Ladybird, lacewing, hover fly or parasitic wasp larvae as well as spiders, hornets and wasps are the natural enemies of this aphid. For additional control, you can use environmentally friendly potash soap-based agents to treat the underside and top of the leaves. Depending on the degree of infestation, the whole thing may have to be repeated. A mixed culture with beans can partially reduce an infestation.

Special varieties

  • Broccoli Calabrese - Calabrese is the most famous green broccoli variety. It has an excellent taste, is productive, medium early and produces numerous side shoots. You can sow from March to June and harvest between June and September.
  • Broccoli Marathon - This medium-late and particularly high-yielding variety produces very firm, large and fine-budded, blue-green heads. It is suitable for the summer and autumn harvest and is mildew tolerant. You can sow from April to June and harvest from July to October.
  • Broccoli Purple Sprouting - In addition to the many conventional broccoli varieties, there is also a perennial variety, Broccoli Purple Sprouting, also known as 'winter broccoli'. It is sown in July, then hibernates outdoors and can be harvested in March or April of the following year. This extra early variety has a particularly delicate taste.

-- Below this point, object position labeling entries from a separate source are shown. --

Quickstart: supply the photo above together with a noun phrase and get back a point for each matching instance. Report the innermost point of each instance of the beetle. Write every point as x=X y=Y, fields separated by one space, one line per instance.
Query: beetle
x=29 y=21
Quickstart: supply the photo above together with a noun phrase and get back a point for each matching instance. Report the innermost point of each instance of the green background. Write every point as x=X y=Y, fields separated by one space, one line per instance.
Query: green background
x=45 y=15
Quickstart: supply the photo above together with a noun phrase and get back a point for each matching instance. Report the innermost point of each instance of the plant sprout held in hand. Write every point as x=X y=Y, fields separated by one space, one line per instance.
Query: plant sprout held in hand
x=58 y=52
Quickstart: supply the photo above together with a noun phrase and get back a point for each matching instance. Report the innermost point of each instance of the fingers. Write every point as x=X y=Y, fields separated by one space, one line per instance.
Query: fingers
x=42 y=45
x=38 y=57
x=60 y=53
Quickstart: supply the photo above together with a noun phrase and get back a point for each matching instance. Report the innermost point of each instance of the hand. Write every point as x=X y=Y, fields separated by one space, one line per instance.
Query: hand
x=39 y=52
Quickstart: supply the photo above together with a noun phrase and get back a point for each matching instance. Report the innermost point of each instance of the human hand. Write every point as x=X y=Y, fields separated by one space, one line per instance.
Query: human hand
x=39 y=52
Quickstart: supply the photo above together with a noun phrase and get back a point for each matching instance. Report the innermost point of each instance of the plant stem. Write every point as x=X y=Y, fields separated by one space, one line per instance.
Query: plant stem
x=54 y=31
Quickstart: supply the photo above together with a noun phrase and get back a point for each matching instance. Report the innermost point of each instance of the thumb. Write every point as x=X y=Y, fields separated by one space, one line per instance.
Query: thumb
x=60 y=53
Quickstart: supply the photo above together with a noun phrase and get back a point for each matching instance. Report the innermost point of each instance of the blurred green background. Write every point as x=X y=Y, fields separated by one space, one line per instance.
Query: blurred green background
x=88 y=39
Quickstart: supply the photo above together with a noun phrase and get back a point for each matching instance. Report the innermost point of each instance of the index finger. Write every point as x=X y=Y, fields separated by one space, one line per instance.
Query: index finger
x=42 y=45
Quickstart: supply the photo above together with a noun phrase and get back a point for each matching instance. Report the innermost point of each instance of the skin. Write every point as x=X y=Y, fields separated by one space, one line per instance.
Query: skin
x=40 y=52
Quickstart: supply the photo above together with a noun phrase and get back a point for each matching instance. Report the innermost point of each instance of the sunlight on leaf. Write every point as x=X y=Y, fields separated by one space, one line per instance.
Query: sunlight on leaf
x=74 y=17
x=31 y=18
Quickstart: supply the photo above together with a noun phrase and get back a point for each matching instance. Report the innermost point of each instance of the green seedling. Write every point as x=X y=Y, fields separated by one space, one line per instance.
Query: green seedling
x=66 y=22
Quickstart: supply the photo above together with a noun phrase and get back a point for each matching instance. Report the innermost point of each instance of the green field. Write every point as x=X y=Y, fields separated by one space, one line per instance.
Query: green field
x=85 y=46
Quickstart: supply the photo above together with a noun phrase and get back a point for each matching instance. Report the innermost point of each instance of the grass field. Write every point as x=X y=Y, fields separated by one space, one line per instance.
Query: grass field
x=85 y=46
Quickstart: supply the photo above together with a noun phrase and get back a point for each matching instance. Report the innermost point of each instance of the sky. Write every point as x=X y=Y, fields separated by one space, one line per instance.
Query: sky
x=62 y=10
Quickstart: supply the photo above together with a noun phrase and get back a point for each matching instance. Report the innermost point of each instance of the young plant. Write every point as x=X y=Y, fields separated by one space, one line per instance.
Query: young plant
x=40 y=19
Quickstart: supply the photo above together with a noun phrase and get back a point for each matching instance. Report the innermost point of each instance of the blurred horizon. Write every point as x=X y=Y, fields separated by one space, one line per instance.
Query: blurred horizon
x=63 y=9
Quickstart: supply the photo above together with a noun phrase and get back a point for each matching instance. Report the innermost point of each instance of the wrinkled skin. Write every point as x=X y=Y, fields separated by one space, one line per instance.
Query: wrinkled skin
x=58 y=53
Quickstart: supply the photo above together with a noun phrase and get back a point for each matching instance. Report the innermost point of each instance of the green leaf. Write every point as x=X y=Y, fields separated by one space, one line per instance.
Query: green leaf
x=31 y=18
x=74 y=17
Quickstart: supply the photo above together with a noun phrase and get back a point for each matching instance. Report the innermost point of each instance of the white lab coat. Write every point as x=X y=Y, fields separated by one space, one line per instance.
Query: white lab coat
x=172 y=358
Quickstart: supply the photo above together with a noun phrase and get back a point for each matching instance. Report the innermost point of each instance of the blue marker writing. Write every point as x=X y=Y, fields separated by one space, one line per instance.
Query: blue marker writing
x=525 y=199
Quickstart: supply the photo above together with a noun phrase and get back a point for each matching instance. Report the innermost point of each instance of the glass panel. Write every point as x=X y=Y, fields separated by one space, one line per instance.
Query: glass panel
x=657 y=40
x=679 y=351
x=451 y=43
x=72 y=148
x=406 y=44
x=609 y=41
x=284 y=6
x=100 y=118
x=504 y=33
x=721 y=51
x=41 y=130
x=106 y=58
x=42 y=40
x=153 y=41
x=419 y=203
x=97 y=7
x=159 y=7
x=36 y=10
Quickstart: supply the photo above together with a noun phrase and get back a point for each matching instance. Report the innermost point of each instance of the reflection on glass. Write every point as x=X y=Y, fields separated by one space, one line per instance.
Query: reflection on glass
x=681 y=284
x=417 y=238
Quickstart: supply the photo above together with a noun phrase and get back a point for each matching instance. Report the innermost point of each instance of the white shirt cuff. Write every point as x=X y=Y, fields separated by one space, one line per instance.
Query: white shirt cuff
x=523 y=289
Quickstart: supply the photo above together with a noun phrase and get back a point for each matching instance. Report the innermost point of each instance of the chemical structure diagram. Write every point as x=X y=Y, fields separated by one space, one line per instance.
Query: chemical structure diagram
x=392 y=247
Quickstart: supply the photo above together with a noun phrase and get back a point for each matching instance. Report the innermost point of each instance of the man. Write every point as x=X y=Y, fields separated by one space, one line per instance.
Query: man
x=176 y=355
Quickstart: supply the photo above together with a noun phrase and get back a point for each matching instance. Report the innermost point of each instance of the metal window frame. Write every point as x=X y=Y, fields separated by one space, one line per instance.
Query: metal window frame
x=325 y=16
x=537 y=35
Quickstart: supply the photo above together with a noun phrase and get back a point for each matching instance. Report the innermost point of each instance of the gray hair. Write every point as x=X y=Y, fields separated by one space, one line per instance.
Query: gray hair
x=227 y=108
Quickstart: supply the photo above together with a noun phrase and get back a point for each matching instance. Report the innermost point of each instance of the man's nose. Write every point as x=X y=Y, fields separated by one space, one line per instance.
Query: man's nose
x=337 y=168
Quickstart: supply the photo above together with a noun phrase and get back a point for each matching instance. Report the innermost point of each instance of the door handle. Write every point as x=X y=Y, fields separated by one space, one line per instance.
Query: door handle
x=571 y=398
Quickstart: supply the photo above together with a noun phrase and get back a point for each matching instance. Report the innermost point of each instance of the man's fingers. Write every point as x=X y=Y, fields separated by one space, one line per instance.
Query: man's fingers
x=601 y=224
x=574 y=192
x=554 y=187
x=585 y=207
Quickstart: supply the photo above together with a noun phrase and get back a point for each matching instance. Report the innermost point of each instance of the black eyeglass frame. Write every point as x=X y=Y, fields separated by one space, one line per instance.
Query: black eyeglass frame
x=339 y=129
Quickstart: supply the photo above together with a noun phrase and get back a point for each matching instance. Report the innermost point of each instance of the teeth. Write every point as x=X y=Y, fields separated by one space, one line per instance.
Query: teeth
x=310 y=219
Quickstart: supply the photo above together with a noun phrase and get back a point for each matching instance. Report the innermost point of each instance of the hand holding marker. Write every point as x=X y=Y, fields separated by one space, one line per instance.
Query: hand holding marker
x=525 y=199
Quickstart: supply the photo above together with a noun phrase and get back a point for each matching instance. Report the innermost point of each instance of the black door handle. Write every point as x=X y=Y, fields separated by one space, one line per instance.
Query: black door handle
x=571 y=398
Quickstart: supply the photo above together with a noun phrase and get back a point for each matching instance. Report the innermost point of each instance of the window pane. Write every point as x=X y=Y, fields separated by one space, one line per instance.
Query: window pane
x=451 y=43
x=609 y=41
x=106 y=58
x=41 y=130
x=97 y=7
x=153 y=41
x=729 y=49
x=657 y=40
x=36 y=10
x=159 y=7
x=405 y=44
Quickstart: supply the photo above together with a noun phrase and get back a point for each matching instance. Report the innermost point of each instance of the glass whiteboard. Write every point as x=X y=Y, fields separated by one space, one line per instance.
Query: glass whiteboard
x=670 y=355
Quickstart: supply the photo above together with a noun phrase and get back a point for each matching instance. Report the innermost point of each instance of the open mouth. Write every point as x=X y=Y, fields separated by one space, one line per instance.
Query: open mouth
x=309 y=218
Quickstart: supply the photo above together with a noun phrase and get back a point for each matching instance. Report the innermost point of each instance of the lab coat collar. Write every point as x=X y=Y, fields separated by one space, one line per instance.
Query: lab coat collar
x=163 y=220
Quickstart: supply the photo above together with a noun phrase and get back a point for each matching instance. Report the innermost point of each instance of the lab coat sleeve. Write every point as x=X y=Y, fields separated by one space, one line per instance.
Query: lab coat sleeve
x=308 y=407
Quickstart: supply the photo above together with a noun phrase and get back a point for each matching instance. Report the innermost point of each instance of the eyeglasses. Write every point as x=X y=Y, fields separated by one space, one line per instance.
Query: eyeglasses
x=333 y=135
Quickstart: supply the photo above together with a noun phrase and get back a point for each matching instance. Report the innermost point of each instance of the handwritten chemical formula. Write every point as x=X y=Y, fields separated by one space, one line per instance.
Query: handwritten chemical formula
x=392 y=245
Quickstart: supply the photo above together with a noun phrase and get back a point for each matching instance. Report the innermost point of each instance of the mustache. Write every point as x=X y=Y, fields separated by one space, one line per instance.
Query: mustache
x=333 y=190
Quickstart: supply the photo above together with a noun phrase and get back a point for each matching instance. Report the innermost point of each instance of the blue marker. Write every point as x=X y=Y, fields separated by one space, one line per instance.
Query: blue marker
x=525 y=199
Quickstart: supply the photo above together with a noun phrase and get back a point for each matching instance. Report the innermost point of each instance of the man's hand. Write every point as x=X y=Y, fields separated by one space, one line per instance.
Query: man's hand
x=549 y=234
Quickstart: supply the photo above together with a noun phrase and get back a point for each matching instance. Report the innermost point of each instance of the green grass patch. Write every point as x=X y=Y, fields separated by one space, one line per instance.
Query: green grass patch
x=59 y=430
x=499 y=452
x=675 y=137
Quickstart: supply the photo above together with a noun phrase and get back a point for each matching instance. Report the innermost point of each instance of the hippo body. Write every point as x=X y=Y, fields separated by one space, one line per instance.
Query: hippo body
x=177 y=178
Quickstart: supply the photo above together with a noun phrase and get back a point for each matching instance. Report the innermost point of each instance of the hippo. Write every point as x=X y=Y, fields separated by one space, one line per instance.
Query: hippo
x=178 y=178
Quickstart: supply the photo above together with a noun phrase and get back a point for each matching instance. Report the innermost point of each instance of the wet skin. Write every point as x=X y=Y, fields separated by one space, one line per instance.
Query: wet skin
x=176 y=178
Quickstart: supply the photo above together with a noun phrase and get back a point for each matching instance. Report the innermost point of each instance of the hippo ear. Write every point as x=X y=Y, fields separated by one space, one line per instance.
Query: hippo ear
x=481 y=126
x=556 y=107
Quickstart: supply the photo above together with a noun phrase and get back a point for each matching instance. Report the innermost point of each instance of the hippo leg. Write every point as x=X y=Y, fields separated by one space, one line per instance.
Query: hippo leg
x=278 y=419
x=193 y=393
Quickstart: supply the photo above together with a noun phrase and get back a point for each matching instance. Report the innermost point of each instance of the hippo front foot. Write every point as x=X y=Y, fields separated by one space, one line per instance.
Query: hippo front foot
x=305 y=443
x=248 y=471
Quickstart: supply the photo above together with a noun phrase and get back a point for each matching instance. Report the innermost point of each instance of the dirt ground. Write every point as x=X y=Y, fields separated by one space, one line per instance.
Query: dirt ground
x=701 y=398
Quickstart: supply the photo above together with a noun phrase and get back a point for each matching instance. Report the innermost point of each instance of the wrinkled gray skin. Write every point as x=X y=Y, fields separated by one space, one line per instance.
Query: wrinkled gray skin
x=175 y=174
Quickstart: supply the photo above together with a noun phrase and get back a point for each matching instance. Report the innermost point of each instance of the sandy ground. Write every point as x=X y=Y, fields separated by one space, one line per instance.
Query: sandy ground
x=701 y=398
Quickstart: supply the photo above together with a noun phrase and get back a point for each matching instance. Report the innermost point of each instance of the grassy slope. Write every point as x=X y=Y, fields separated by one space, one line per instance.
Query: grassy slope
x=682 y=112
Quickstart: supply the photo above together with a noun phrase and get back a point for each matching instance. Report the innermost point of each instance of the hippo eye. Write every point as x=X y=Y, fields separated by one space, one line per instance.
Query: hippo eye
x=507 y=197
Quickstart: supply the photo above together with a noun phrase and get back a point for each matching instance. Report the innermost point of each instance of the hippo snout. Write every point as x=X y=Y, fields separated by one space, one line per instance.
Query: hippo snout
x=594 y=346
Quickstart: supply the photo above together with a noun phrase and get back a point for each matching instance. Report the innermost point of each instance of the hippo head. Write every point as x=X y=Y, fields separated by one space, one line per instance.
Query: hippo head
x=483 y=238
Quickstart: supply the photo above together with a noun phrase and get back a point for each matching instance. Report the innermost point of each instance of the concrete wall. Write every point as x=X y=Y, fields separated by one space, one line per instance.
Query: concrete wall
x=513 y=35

Broccoli is certainly not the most popular vegetable, but it is still very tasty and healthy. It can be pre-cultivated in the house or sown or planted directly in the field. The cultivation of broccoli is a bit more complex but still feasible. Above all, it is important to maintain the crop rotation and sufficient moisture. If you pay attention to optimal site conditions and care, this can also prevent diseases and pests. So nothing stands in the way of harvesting your own broccoli.